Há três anos e meio, uma mãe de duas crianças, uma com quatro anos e outra com 18 meses, entrou rio dentro numa praia de Oeiras e sacrificou-as à morte por afogamento. Diz-se que tentou suicidar-se mas saiu da água com vida, em pânico e em hipotermia, mas sem as duas crianças.
Ao que foi noticiado na altura, as duas crianças e a própria mulher seriam vítimas de violência doméstica por parte do pai das duas meninas e ex-companheiro da mãe. A mulher, antes de cometer o desesperado e criminoso ato, teria apresentado queixa e tentado recorrer à ajuda de familiares e dos serviços de assistência social.
Julgada no tribunal de Cascais, foi condenada a 25 anos de prisão e a pagar uma indemnização ao pai das crianças de 60 mil euros. Afinal, parece que a mulher o ‘acusava’ de ser «pedófilo» apenas por dar beijinhos às filhas.
Já na cadeia, terá tentado suicidar-se. Como se disse que terá tentado suicidar-se quando entrou com as filhas rio dentro, naquela noite dramática, uma vez que deixou um bilhete no carro em que podia ler-se «Pai desculpa, não consegui aguentar».
A verdade material, a possível de se alcançar, será com certeza a que o tribunal de Cascais deu como provada e da qual resultou a condenação daquela mulher à pena máxima prevista na lei penal portuguesa.
Mas, se essa é a verdade, e se aqueles pais estavam separados, como podia aquela mãe ter ficado com a guarda das duas crianças?

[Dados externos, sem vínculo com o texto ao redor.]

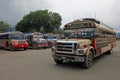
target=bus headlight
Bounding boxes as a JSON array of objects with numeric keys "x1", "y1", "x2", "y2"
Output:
[
  {"x1": 51, "y1": 47, "x2": 55, "y2": 54},
  {"x1": 76, "y1": 49, "x2": 84, "y2": 55}
]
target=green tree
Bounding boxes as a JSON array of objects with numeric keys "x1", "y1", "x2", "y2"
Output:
[
  {"x1": 15, "y1": 10, "x2": 62, "y2": 32},
  {"x1": 0, "y1": 21, "x2": 9, "y2": 32}
]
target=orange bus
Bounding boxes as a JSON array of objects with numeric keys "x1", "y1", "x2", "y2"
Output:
[
  {"x1": 52, "y1": 18, "x2": 116, "y2": 68},
  {"x1": 0, "y1": 32, "x2": 28, "y2": 51}
]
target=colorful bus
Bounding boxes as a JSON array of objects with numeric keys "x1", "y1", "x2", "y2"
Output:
[
  {"x1": 52, "y1": 18, "x2": 116, "y2": 68},
  {"x1": 0, "y1": 31, "x2": 28, "y2": 51}
]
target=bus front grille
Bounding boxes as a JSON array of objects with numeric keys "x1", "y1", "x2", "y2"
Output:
[{"x1": 56, "y1": 42, "x2": 77, "y2": 54}]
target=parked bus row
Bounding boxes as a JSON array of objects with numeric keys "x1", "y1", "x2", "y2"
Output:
[{"x1": 0, "y1": 31, "x2": 56, "y2": 51}]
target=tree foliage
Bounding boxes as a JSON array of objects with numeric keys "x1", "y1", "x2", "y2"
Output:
[
  {"x1": 0, "y1": 21, "x2": 9, "y2": 32},
  {"x1": 15, "y1": 10, "x2": 62, "y2": 32}
]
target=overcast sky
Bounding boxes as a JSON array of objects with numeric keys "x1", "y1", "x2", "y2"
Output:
[{"x1": 0, "y1": 0, "x2": 120, "y2": 32}]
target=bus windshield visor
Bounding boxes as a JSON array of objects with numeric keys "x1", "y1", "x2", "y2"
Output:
[
  {"x1": 65, "y1": 28, "x2": 95, "y2": 38},
  {"x1": 10, "y1": 34, "x2": 24, "y2": 40}
]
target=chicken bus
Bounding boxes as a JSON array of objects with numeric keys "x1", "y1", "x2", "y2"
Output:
[
  {"x1": 52, "y1": 19, "x2": 116, "y2": 68},
  {"x1": 0, "y1": 31, "x2": 28, "y2": 51}
]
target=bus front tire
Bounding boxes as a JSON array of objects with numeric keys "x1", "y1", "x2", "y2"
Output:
[
  {"x1": 54, "y1": 59, "x2": 63, "y2": 65},
  {"x1": 83, "y1": 51, "x2": 93, "y2": 69},
  {"x1": 10, "y1": 44, "x2": 15, "y2": 51}
]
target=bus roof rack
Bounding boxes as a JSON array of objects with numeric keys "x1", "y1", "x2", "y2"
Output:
[{"x1": 83, "y1": 18, "x2": 101, "y2": 24}]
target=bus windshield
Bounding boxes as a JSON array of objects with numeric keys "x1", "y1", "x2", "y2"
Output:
[
  {"x1": 65, "y1": 28, "x2": 95, "y2": 38},
  {"x1": 9, "y1": 34, "x2": 24, "y2": 40}
]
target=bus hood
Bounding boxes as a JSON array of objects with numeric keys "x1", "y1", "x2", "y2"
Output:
[{"x1": 57, "y1": 39, "x2": 92, "y2": 45}]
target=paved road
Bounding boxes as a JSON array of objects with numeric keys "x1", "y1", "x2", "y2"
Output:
[{"x1": 0, "y1": 41, "x2": 120, "y2": 80}]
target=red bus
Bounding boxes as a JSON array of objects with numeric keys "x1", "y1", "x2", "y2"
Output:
[
  {"x1": 52, "y1": 19, "x2": 116, "y2": 68},
  {"x1": 0, "y1": 32, "x2": 28, "y2": 51}
]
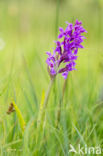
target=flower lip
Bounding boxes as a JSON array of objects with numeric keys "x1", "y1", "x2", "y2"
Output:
[{"x1": 46, "y1": 20, "x2": 87, "y2": 79}]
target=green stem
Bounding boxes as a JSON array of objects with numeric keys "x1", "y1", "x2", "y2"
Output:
[{"x1": 43, "y1": 77, "x2": 55, "y2": 109}]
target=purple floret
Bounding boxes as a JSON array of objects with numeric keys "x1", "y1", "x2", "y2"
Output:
[{"x1": 46, "y1": 20, "x2": 87, "y2": 79}]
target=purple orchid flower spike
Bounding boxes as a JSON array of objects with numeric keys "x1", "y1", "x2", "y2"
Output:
[{"x1": 46, "y1": 20, "x2": 87, "y2": 79}]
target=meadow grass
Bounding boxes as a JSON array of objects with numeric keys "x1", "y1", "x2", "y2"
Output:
[{"x1": 0, "y1": 0, "x2": 103, "y2": 156}]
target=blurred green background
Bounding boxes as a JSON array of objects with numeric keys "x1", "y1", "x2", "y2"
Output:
[{"x1": 0, "y1": 0, "x2": 103, "y2": 155}]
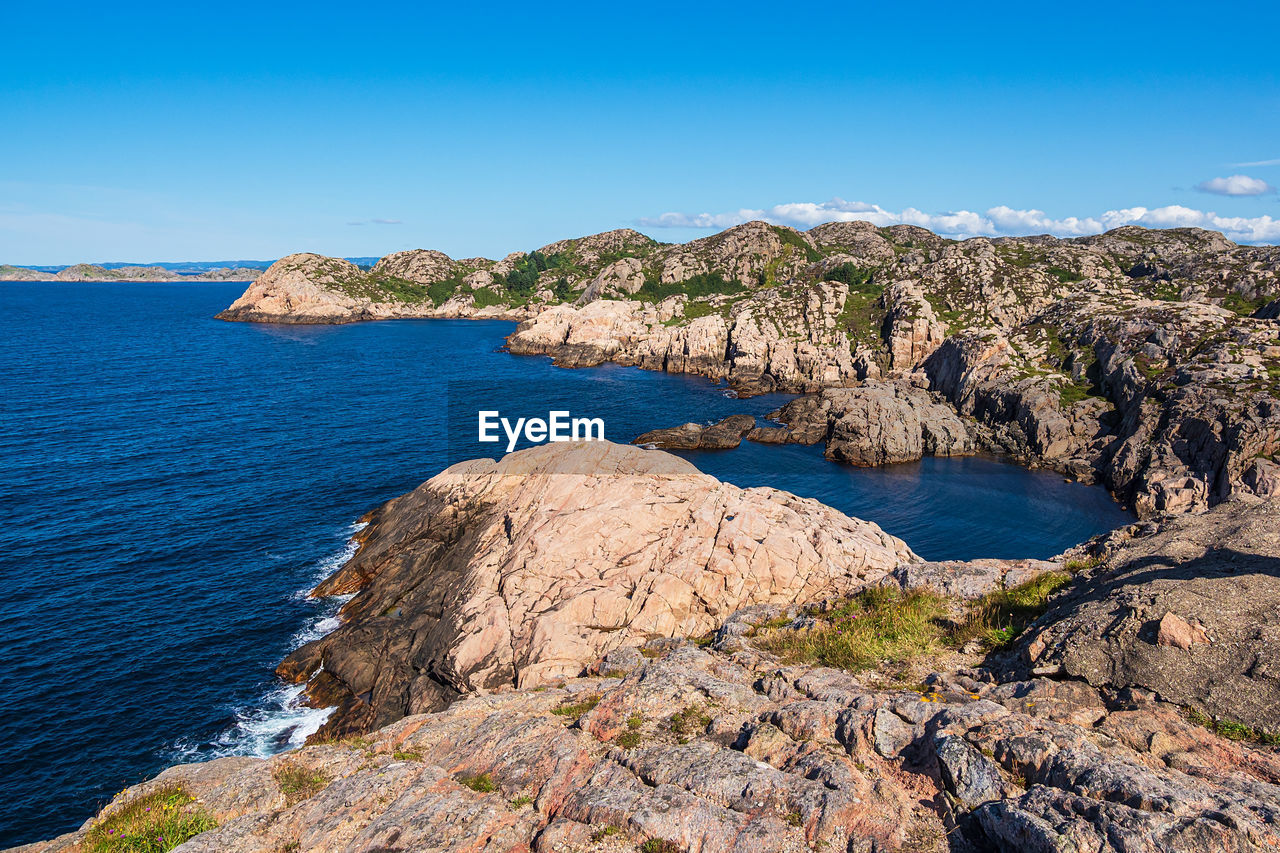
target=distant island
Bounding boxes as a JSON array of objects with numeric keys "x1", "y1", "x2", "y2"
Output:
[{"x1": 0, "y1": 264, "x2": 265, "y2": 282}]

O acórdão condenatório é violentíssimo para a mãe criminosa. Mas não tem uma única observação para o sistema (assistência social, curadoria de menores do Ministério Público e para os próprios tribunais, incluindo os juízes de Família, mais um sem número de instituições financiadas para cumprirem objetivos assistenciais e de apoio que de muito pouco ou nada servem a quem devia) que permitiu que aquelas duas malogradas crianças tivessem ficado entregues aos cuidados daquela desequilibrada mãe e não ao pelos vistos extremoso pai.
Pois sim. Ai se a Justiça julgasse este sistema e a própria Justiça… E, com tantos destes casos, já era mais do que a hora.
Esta semana, no caso da jovem sem abrigo que depositou o filho recém-nascido num ecoponto, há toda uma envolvente circunstancial que não pode deixar de ponderar-se no julgamento daquela mulher.
E há sobretudo um facto que não aconselha a que sigamos sem pejo a onda de solidariedade absolutória que entretanto foi crescendo, ao ponto de o mais alto magistrado da nação, Marcelo Rebelo de Sousa, sair a terreiro em defesa da jovem sem abrigo.
É que a jovem levou os nove meses da gravidez a tentar escondê-la de todos quantos a rodeavam, incluindo dos assistentes sociais que a terão tentado ajudar e do próprio companheiro com quem partilhava a tenda onde dormia.
Ora, isso prenuncia o pior dos sentimentos e deixa pouca margem para que se acredite que o ato de abandono do bebé no ecoponto resulte de um instinto irrefletido e traumático pós-parto.
Cabe, naturalmente, aos tribunais apurar a verdade material e julgar aquela mãe pelo seus atos, que, independentemente dos circunstancialismos que o rodearam, obrigam ao procedimento criminal. Não pode ser de outra maneira.
Se a vida de um bebé inocente – abandonado à sua má sorte – não for protegida pelo ordenamento jurídico e criminal de um estado de direito, o que há de ser?
À Justiça cumpre, naturalmente, ponderar todas as circunstâncias envolventes. Que podem ser atenuantes ou agravantes.
À Justiça não cabe, porém, absolver quem é culpado e atua com dolo ou com negligência grosseira.
E quando a prática é demasiado reiterada não pode deixar de haver condenação – sobretudo quando essa mesma prática e essa mesma negligência grosseira são imputáveis ao Estado. Como é também aqui o caso.
É sabido que a morte é muitas vezes vista (e cada vez por mais gente) como um recurso legítimo em circunstâncias de sofrimento, de incapacidade, de transtorno.
A tal ponto que cada vez mais vão-se criando quadros e fundamentos justificativos da despenalização do ato de matar.
A vida é e terá de ser sempre o valor primeiro a defender pela Lei, pela Justiça e pelo Homem.
Quando assim não for, não há valor que resista.